2) Brendan Rodgers has failed at a few clubs. He has won nothing in his career and by passing on the opportunity to win the league last year on the alter of some silly yet to be established principle, he might never win anything again. Yet Brendan is the manager of Liverpool. The one time biggest club in the world. Let that sink in. 

3) Steve Bruce. Great player. But please look at the history of Steve's managerial career. Steve has managed 7 clubs in 16 years. He has won nowt in any of these clubs and has led a few clubs into relegation. He is currently struggling at Hull with his club in danger of relegation.  But guess what Steve is one of the favourites for the Newcastle job and any other job going in the North of England. Is it Steve's results that makes him this attractive to club owners? Waiting for someone to defend this. 
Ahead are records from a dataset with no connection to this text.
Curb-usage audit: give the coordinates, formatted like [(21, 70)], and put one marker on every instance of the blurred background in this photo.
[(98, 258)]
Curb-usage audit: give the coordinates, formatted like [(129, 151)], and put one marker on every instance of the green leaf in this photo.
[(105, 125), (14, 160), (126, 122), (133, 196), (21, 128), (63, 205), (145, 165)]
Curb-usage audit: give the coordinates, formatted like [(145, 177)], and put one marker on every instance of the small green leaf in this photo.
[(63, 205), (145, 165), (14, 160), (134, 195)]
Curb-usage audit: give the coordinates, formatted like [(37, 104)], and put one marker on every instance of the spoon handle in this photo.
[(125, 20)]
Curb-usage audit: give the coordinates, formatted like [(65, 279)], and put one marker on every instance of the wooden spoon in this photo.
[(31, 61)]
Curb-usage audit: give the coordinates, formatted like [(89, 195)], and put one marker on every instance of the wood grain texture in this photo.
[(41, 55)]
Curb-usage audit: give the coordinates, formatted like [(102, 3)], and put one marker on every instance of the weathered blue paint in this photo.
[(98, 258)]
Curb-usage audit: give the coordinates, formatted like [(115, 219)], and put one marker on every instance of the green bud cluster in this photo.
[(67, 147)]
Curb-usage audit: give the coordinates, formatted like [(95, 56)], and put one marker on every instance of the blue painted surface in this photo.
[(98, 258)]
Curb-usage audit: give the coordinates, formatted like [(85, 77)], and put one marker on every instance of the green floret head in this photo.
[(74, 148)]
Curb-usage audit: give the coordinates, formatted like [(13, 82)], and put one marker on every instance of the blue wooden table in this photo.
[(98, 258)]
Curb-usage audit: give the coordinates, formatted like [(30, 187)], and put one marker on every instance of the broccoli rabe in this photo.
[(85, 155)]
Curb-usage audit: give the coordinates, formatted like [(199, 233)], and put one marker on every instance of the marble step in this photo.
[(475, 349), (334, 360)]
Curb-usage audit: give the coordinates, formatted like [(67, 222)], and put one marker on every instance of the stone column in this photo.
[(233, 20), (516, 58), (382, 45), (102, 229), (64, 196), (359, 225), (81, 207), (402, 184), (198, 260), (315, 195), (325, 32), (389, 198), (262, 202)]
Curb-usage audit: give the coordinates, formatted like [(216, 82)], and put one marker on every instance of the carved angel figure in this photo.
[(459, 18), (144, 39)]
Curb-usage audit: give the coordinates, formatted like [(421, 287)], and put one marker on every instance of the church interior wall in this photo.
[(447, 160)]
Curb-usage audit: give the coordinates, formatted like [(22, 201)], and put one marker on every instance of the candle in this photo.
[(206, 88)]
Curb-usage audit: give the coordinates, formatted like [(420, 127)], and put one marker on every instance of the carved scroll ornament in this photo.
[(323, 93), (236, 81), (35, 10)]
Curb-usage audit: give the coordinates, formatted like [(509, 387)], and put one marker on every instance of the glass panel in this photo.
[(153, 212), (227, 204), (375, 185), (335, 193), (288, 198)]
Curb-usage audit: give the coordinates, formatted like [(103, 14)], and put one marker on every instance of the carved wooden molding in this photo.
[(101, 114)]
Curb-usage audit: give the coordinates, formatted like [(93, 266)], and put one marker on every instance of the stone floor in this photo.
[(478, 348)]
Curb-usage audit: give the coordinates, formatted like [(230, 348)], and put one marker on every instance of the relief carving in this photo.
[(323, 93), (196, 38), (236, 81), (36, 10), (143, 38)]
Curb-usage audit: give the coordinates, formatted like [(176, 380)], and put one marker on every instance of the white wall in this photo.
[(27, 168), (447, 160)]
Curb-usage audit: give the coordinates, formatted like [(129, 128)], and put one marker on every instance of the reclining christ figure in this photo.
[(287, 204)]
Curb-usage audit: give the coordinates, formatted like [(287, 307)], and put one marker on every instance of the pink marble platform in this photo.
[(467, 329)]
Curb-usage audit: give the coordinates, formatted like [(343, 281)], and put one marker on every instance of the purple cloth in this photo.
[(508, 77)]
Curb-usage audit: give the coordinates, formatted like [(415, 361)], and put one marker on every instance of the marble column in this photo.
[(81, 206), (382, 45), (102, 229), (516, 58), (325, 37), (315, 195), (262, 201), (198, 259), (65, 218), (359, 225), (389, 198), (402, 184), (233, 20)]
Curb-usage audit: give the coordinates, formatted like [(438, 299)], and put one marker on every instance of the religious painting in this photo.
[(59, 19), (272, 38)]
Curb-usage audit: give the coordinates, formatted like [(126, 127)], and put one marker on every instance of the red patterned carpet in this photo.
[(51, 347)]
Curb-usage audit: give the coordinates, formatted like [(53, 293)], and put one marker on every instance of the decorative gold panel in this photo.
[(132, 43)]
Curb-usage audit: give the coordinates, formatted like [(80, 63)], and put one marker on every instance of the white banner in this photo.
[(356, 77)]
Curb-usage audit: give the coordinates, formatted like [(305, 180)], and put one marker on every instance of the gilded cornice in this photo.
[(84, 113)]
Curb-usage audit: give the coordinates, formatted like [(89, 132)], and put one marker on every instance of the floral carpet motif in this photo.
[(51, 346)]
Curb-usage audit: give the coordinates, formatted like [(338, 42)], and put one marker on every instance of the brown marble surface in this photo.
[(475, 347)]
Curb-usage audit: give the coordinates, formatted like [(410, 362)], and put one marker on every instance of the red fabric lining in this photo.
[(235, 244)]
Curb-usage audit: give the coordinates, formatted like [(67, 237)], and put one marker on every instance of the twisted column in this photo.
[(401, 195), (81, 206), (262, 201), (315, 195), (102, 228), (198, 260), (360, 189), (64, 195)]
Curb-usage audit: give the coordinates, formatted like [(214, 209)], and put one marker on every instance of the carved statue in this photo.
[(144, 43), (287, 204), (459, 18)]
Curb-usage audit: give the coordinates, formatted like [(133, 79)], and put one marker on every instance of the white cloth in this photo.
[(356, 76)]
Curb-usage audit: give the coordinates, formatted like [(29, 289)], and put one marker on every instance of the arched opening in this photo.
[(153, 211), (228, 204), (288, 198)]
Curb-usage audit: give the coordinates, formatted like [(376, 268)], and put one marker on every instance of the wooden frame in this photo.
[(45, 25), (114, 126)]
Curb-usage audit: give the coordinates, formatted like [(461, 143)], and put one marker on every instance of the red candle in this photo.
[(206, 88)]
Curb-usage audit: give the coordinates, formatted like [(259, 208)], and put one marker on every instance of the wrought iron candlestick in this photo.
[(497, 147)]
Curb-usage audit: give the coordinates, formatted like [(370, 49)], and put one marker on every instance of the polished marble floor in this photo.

You want more examples, look at the records of most managers in the Championship and the lower leagues. They are allowed to fail, they are allowed to be shite, cool their heels a bit and stroll back into a job big or small. But similar managers like John Barnes, Paul Ince are not allowed to be shite. They are not allowed to fail. No its not racism some will say. Call it whatever you like, I know what I would call it.


1 comment:

  1. Great piece, but I am fundamentally at odds with the take-aways from it. For starters, I am quite happy to start from a base of "this is how it is, so deal with it." I have a serious problem with the subsidy that is any form of affirmative action, be it gender based or race based. It may well be unfair because there is an underhand situation at play, but this underhand situation requires instruments to actualise it. From agents to media to conferences to insider information etc etc. I do not have the data for what I am about to suggest, so I am happy to be called out on it with proof. I do not think the black and minority managers are doing enough in this area i.e. mastering the instruments that perpetuate this supposed deliberate plot to keep the black coach out of a job. Who are their agents? Brother, cousin, mate from down the road? Sorry. You made quite a bit from the game. Go and spend it on a higher class agent and let me know if this does not change your interview prospects. Same with publicists etc. If we think that minorities anywhere in the world (black, Hispanic, Asian, male, female) won't ever have to work 26 times as hard to prove themselves, I think our frustrations will be locked in a ferrets wheel.